Sunday, July 14, 2013

The Least of These

     The picture shows her looking up to the heavens, hands outstretched as if in supplication, a semi-smile on her face, as though a prayer has been answered.  She is quoted as saying one word.  "Hallelujah."  This is Ann Coulter's one word response to the not guilty verdict in the George Zimmerman trial.  Yesterday, a Florida jury found him not guilty in the slaying of 17-year-old Trayvon Martin.

     There are others far more knowledgeable in the law than I who can speak to the legalities of this case. So I'd like to address the word choice of Ms. Coulter.  I don't presume that my vocation as a minister makes me an expert on God; far from it.  But I do know a little.  My masters degree includes the word "divinity," so I have done some study on the subject.

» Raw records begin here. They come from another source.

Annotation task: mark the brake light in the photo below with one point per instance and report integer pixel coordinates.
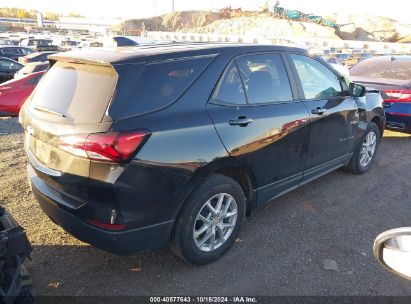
(398, 95)
(114, 147)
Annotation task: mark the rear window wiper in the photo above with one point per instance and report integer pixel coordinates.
(43, 109)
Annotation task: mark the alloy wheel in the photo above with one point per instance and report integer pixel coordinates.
(215, 222)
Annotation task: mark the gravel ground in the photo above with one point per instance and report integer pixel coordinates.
(316, 240)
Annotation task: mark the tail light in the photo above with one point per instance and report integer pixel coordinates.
(397, 95)
(116, 147)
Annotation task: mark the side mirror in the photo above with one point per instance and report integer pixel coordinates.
(357, 90)
(392, 249)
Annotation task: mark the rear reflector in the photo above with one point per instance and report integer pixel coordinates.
(398, 95)
(114, 147)
(106, 226)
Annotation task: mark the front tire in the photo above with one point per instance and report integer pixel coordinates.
(210, 220)
(365, 151)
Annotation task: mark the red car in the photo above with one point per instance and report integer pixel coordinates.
(14, 93)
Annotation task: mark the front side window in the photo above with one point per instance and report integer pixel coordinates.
(316, 79)
(265, 79)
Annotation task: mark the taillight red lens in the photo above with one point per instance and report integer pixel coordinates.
(397, 95)
(112, 147)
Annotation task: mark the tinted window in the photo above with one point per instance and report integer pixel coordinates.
(26, 51)
(230, 88)
(34, 80)
(123, 41)
(9, 65)
(383, 68)
(162, 83)
(81, 92)
(316, 79)
(11, 51)
(4, 41)
(265, 78)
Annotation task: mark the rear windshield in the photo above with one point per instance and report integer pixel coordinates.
(31, 68)
(80, 92)
(11, 51)
(162, 83)
(390, 69)
(5, 41)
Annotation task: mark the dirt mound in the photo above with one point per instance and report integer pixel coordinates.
(189, 19)
(265, 24)
(372, 28)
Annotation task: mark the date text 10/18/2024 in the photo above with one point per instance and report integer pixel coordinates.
(203, 300)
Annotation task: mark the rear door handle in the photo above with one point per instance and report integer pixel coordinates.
(241, 121)
(318, 111)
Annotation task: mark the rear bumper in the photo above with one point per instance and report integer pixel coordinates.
(120, 242)
(398, 122)
(5, 114)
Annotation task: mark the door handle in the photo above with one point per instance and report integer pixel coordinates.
(318, 111)
(241, 121)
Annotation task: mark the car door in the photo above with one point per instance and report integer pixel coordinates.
(7, 69)
(334, 115)
(260, 123)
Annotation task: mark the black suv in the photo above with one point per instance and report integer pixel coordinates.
(134, 148)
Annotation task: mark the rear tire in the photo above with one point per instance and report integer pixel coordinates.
(210, 220)
(364, 153)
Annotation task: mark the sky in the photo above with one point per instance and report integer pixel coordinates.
(137, 8)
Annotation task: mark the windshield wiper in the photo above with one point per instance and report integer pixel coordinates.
(43, 109)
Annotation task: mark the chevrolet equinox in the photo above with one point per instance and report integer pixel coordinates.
(131, 149)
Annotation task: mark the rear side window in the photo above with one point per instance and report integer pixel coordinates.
(79, 92)
(230, 89)
(265, 78)
(316, 79)
(25, 51)
(161, 83)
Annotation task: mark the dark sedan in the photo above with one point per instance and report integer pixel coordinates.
(8, 68)
(392, 76)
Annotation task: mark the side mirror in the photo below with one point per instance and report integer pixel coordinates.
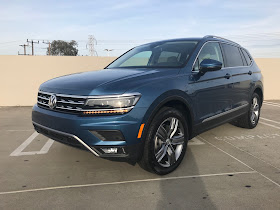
(210, 65)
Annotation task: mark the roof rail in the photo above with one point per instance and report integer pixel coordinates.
(218, 37)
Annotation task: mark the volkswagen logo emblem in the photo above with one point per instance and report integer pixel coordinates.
(52, 101)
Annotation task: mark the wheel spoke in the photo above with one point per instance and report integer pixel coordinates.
(161, 153)
(171, 155)
(173, 127)
(177, 140)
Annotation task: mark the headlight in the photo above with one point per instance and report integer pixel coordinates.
(111, 104)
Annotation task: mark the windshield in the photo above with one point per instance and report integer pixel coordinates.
(168, 54)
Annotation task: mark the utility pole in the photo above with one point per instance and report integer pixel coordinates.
(108, 51)
(24, 47)
(32, 44)
(49, 43)
(90, 46)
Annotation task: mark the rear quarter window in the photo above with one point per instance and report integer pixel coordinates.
(247, 57)
(232, 56)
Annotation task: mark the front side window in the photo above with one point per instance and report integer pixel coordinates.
(232, 55)
(160, 54)
(210, 50)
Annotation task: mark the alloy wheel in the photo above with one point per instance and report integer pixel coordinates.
(169, 142)
(255, 110)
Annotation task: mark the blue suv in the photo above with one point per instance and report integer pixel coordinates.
(147, 104)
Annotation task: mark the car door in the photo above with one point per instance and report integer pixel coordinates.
(241, 75)
(212, 90)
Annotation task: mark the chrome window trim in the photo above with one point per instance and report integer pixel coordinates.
(71, 135)
(224, 113)
(252, 60)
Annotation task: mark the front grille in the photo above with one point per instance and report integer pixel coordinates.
(64, 103)
(65, 139)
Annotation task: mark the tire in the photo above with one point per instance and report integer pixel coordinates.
(166, 142)
(251, 118)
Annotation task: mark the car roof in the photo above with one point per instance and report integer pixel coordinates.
(205, 38)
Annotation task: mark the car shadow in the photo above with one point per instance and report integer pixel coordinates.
(186, 192)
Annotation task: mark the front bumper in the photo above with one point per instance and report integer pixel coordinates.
(75, 130)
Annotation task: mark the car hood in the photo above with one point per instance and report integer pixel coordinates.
(106, 81)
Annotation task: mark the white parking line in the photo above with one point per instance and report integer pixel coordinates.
(19, 151)
(240, 161)
(270, 120)
(270, 125)
(271, 104)
(124, 182)
(195, 141)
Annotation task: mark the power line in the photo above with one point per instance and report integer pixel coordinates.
(49, 43)
(32, 44)
(24, 48)
(91, 42)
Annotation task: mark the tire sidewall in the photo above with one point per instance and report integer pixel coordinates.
(253, 125)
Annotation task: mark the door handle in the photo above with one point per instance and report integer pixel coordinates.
(227, 76)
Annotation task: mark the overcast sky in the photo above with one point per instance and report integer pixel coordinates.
(121, 25)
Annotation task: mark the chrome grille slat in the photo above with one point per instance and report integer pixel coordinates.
(65, 103)
(68, 102)
(44, 98)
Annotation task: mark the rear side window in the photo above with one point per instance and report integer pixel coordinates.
(247, 57)
(210, 50)
(232, 56)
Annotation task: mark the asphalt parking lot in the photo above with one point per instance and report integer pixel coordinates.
(224, 168)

     "Hallelujah" is from Hebrew.  In grammatical terms it is an interjection.  According to the Merriam-Webster Dictionary, some of its synonyms are "glory be," "huzzah," "hooray," or "wahoo."  The actual definition is "Praise the Lord."  Ms. Coulter, perhaps you thought that you were merely offering a "wahoo" at the outcome of the trial.  Or maybe you actually were thanking God for what you consider an answered prayer.  I don't know.  But do you think that God and all the heavens are rejoicing that a grown man can kill a teenage boy with no consequences?  Praise God, praise the Lord?  Really?  

     In case you haven't read scripture (and I'm assuming that the scripture you would turn to, if you turn to it at all, is the Christian Bible) the God that I find there doesn't condone acts of oppression by the rich and the powerful against the innocent.  God sent prophets to warn the rich and the powerful that they were harming, destroying, the least powerful and the most marginalized in their world.  They didn't listen.  It didn't end well.  Not for them anyway.  

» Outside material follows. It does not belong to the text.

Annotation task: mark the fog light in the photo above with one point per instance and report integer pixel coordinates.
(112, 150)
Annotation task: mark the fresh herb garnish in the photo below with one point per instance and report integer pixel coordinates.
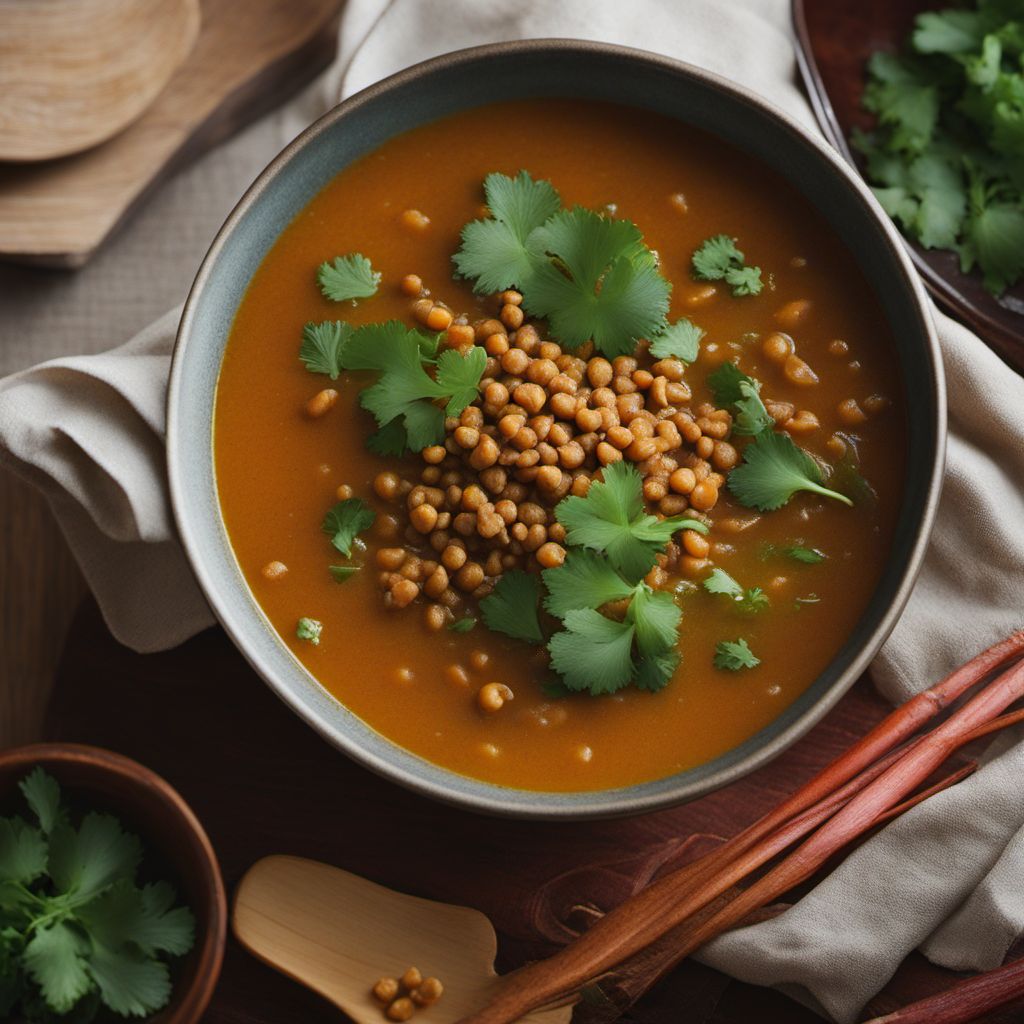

     Then remember that Jesus guy.  He spent a lot of time telling those in power that it was how they treated the "least of these" that mattered.  Their piety, their fancy prayers, their religiously right but spiritually empty rituals didn't mean anything if the least of these were allowed to suffer.  It was all loss if the least of these were oppressed, taken advantage of, or suffered violence just because those who made the rules thought their well-being mattered more than the least of these in their midst.  

     My faith tells me that Jesus was God incarnate.  But was Jesus rich or powerful?  Did Jesus have the advantage of belonging to the uppercrust of his society?  No.  Jesus was one of the least of these. He was born and lived and healed and taught and preached from the margins.  So God became flesh not as one who was powerful or at the top of society's ladder, but as one who was poor, homeless, at the bottom, the least.  

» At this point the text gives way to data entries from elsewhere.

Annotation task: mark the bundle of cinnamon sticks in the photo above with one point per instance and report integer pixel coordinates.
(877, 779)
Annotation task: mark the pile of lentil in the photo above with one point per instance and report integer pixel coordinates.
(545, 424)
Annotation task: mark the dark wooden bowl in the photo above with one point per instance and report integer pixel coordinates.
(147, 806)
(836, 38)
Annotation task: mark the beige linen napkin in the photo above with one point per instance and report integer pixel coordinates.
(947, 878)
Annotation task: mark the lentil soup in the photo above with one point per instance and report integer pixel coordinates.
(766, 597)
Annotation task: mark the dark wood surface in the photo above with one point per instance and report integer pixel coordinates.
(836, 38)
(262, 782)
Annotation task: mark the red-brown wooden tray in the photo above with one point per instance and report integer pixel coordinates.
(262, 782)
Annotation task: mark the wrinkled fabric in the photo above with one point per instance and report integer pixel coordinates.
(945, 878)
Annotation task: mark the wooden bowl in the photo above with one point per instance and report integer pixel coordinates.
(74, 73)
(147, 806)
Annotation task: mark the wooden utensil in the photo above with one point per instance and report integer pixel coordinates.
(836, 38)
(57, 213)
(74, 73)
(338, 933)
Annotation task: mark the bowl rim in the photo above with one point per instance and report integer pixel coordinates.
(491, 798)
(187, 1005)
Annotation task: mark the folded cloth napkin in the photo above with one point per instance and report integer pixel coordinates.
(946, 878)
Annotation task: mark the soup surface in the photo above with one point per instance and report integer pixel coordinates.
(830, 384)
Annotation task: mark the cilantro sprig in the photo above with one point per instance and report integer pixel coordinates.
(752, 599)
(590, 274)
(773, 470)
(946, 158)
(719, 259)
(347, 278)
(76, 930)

     Maybe, Ms. Coulter, you feel that as a white Conservative you now occupy the least of these status.  But as one white woman, who knows that the color of her skin gives her advantages over those of a different hue, to another, I say you're wrong.  Facts and statistics don't support that opinion.  Basic morality and decency doesn't support it.  Maybe your "hallelujah" means you think God has answered your prayer.  But I think God is grieving.  Grieving for the harm we cause one another.  Grieving at the violence we inflict without thought.  Grieving that the least of these still suffer while the powerful offer praise.

1 comment:

  1. I wrote a long comment but lost it! Suffice it to say our defense of the 14th amendment is also a defence of Christian ethics. You took on the latter; will DOJ take on the former? And on Ann, Anita Bryant and Phyllis Schlafly have their ideological clones and we have ours.